Initially, it was seen in female clinical populations, but that was because a lot of the research tended to focus on females. We now know that there are limited to no gender differences when it comes to Imposterism. It’s easy to make that connection, to say that it’s women who experience it far more than men. But as a gender, and I say this very generally, women are more willing to talk about our feelings, we are more willing to have conversations about self-doubt, and this is connected to the way in which men and women are educated and socialised. I think men don’t report it overtly as much. When men are studied, however, they tend to report it, because those results are aggregated and confidential. When we tease it apart statistically we see there is no difference between men and women.
What are the implications of impostorism?
If it is not managed well, what the research has shown so far, in the workplace employees experiencing the imposter phenomenon tend to experience lower job satisfaction. And we have seen individuals staying within an organisation largely because they fear to lose the benefits of the role rather than benefiting from connecting with the organisation’s values. So there is a disconnect between being committed because you believe in the values of an organisation versus being committed purely because there’s too much to lose if you leave the organisation.

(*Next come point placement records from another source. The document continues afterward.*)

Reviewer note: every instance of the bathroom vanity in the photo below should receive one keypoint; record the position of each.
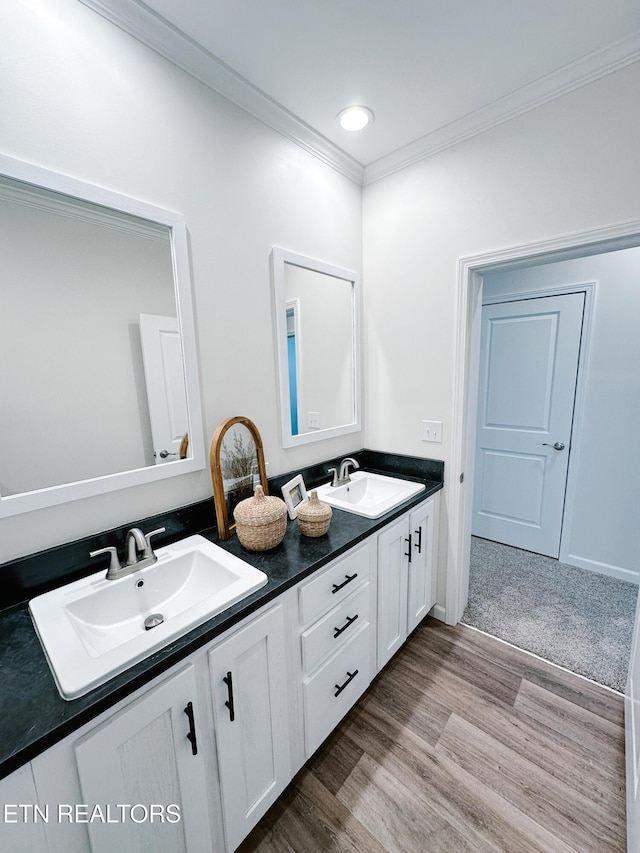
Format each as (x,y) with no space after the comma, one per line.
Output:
(205,734)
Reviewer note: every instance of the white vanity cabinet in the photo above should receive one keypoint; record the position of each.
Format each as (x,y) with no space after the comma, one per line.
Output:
(406,576)
(20,831)
(251,709)
(148,757)
(216,739)
(336,641)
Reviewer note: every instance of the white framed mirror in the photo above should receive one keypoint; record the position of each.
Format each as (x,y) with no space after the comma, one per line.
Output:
(317,323)
(99,386)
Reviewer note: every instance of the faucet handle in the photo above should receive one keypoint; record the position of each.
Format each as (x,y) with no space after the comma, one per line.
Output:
(114,562)
(149,550)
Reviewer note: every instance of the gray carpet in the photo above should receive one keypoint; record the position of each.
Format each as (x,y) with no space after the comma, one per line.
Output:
(578,619)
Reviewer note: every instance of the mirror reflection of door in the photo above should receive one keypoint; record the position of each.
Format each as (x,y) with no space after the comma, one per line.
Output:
(166,393)
(324,343)
(293,351)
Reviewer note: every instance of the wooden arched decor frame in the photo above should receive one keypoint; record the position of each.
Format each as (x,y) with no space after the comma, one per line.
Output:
(235,470)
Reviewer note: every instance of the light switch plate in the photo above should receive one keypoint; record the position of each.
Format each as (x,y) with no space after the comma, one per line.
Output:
(431,431)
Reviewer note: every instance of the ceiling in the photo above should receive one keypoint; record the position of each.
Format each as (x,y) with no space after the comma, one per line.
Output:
(432,71)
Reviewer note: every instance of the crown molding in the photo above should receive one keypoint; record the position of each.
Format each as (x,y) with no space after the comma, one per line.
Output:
(565,80)
(145,25)
(138,20)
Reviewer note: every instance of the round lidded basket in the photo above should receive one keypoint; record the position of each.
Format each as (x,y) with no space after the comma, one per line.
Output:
(261,521)
(314,517)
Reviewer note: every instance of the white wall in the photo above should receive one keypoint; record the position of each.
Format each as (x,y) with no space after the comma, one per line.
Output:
(569,166)
(81,97)
(600,530)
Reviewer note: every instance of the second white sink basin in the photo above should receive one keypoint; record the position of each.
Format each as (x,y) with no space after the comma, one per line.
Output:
(369,495)
(95,628)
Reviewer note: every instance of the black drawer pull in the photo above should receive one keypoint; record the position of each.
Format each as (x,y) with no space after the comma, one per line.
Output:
(419,543)
(340,687)
(191,736)
(228,680)
(408,553)
(350,621)
(338,586)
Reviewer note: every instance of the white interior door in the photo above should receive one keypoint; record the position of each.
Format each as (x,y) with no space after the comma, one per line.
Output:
(166,394)
(528,368)
(632,739)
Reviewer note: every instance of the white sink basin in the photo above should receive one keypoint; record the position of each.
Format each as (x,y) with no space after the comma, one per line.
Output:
(370,495)
(94,628)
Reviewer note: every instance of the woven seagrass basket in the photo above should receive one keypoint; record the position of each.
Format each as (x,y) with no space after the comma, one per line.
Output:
(261,521)
(314,516)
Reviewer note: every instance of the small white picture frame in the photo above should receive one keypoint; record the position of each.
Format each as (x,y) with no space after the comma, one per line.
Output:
(294,493)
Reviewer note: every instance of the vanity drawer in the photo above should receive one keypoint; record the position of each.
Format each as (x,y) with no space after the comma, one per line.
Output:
(334,688)
(335,583)
(337,627)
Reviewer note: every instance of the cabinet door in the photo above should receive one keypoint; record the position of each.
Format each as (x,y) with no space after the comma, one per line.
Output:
(250,706)
(22,825)
(421,585)
(142,758)
(392,589)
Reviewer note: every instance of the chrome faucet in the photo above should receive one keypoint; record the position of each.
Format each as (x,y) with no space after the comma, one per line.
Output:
(340,477)
(138,554)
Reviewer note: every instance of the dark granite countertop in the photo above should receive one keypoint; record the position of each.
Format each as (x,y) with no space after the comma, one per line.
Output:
(33,715)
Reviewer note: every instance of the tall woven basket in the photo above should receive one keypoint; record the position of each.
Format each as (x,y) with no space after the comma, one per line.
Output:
(261,521)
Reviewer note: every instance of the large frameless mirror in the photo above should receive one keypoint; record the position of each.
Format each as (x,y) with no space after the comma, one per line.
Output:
(99,385)
(317,315)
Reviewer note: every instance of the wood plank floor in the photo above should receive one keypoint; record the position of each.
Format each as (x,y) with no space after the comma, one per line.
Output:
(462,743)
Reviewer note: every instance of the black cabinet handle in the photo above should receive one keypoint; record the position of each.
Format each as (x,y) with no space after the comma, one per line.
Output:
(350,621)
(340,687)
(419,543)
(408,553)
(338,586)
(228,680)
(191,736)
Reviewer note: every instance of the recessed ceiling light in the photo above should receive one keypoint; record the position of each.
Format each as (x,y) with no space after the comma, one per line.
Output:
(355,118)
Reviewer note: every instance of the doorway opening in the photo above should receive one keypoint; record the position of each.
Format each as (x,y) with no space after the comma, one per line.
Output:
(580,530)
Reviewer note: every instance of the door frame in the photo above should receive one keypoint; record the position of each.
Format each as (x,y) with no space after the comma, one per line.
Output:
(589,288)
(468,310)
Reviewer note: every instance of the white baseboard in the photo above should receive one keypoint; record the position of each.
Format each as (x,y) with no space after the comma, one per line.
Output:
(602,568)
(438,612)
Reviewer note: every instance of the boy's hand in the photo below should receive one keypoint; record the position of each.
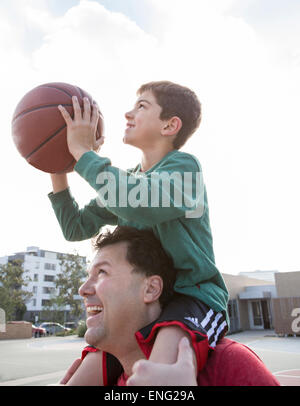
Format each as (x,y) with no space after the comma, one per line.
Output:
(81,131)
(182,373)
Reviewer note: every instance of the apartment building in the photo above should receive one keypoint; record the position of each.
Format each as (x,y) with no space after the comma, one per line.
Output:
(41,266)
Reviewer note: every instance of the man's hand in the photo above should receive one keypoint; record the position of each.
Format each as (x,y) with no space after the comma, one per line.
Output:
(182,373)
(82,130)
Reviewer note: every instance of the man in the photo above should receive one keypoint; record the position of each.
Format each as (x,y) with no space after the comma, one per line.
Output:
(129,282)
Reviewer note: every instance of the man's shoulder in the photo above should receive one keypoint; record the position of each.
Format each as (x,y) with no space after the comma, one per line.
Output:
(183,160)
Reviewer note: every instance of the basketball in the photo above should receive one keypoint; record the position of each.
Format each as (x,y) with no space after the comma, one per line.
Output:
(39,131)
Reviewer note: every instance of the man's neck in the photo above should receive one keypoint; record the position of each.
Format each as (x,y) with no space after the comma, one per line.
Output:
(128,359)
(153,156)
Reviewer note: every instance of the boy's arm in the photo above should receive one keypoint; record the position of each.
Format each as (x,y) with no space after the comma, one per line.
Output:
(59,182)
(165,348)
(166,194)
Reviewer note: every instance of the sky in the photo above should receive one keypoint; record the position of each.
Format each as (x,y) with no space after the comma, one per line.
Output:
(241,57)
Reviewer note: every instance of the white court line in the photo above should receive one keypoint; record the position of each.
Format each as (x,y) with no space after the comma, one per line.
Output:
(30,380)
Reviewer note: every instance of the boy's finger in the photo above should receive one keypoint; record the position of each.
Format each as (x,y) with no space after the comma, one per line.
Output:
(65,115)
(71,371)
(77,108)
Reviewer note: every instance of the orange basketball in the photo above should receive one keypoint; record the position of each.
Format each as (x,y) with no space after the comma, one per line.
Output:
(39,130)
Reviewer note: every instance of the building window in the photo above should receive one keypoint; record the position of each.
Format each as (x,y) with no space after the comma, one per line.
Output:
(49,278)
(50,267)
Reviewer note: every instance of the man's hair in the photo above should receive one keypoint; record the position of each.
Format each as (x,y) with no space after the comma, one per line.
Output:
(176,100)
(145,253)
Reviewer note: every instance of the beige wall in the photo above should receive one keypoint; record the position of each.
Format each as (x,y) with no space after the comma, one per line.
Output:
(17,329)
(288,284)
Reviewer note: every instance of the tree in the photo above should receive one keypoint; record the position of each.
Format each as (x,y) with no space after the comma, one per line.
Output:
(13,297)
(67,283)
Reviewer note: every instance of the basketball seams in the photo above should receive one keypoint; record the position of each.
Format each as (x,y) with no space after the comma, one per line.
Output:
(48,97)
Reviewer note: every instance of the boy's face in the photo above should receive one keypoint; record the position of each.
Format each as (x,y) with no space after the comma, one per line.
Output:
(143,123)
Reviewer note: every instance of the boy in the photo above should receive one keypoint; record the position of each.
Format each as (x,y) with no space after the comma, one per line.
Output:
(163,118)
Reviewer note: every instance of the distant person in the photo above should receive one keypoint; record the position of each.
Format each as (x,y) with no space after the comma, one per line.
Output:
(163,118)
(127,287)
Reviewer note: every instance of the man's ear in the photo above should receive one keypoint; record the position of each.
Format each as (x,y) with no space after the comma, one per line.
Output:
(153,288)
(171,126)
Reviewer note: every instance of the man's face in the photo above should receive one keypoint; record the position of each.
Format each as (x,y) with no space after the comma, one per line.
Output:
(143,123)
(112,295)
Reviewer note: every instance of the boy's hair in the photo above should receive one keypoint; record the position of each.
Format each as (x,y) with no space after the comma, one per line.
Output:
(176,100)
(145,253)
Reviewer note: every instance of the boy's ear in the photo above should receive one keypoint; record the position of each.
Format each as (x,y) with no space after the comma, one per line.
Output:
(172,126)
(153,288)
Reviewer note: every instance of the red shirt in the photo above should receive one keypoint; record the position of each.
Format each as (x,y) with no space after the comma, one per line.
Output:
(231,364)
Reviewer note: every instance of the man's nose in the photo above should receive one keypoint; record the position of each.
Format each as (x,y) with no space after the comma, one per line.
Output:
(87,288)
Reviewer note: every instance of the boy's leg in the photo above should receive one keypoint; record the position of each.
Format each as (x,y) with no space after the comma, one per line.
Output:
(97,368)
(193,318)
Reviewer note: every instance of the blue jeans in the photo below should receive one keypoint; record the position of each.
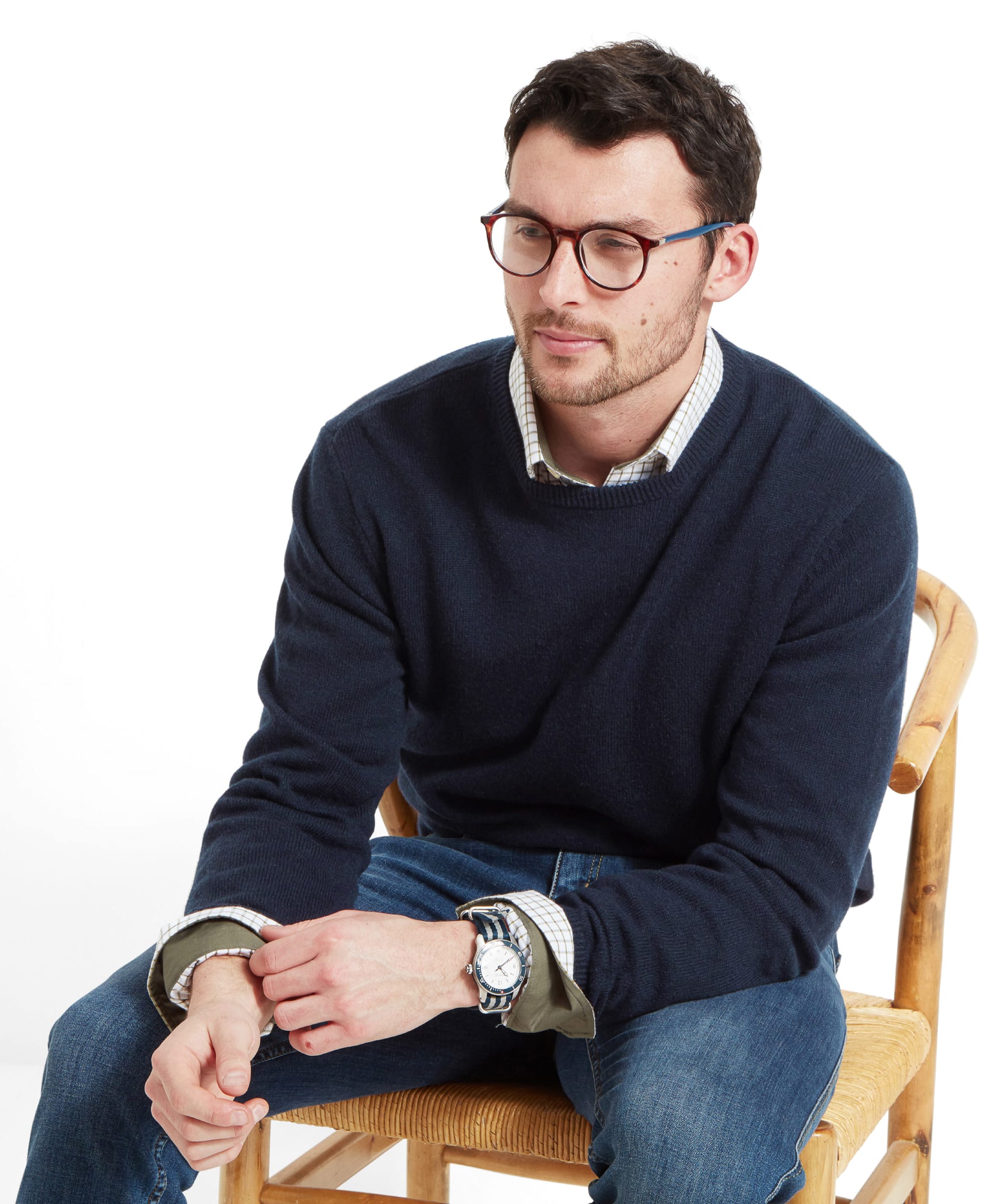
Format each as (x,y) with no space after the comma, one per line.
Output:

The negative implications are that we could be potentially losing high performing individuals, next potential innovators, next CEOs, but because of the self-doubt they are not putting themselves in a position to succeed. Or they may leave the organisation because it’s just too overwhelming. That’s costly to the organisation, losing that person, replacing that person, rather than fostering that individual to grow and to succeed and to continue to contribute to that organisation. And in terms of the experience for the individual. It can be linked to anxiety and depression and these could be at clinical levels. If they’re not reporting it or getting help, there could be challenges for that individual which could have very negative ramifications.
How can we prevent it? What is being done?
Within this research area, there are no research projects which have looked at actual interventions. I only know of one study, which looked at perceived organisational support. The organisation supplied descriptions of support employees could have and looked at how that employee would feel if they got that support. Individuals who experienced impostorism, felt better if those mechanisms were in place. At this stage, there’s no actual programs, no specific training that’s been shown to work. But in my mind, if an individual is experiencing impostorism a lot, there needs to be good support systems around them. They need to have sufficient self-awareness to know it’s impacting them and they need to go out and get help. Or the support system around them needs to recognise they’re struggling, see they have potential and are able to offer sufficient support. My hope for the future is that there will be strongly backed evidence-based interventions on how to deal with it.
Have you had any surprises in your research?
My results from my first study indicate that impostorism and perfectionism correlate highly. Which leads to the question, are they two separate constructs or are they the same thing? That’s controversial. Imposter research started in the late 70s and no one has questioned if it’s distinct or if it comes under another umbrella which could be perfectionism. So I haven’t finished data collection for study 2 yet, but when I do we will have an answer to the question whether it is distinct or not.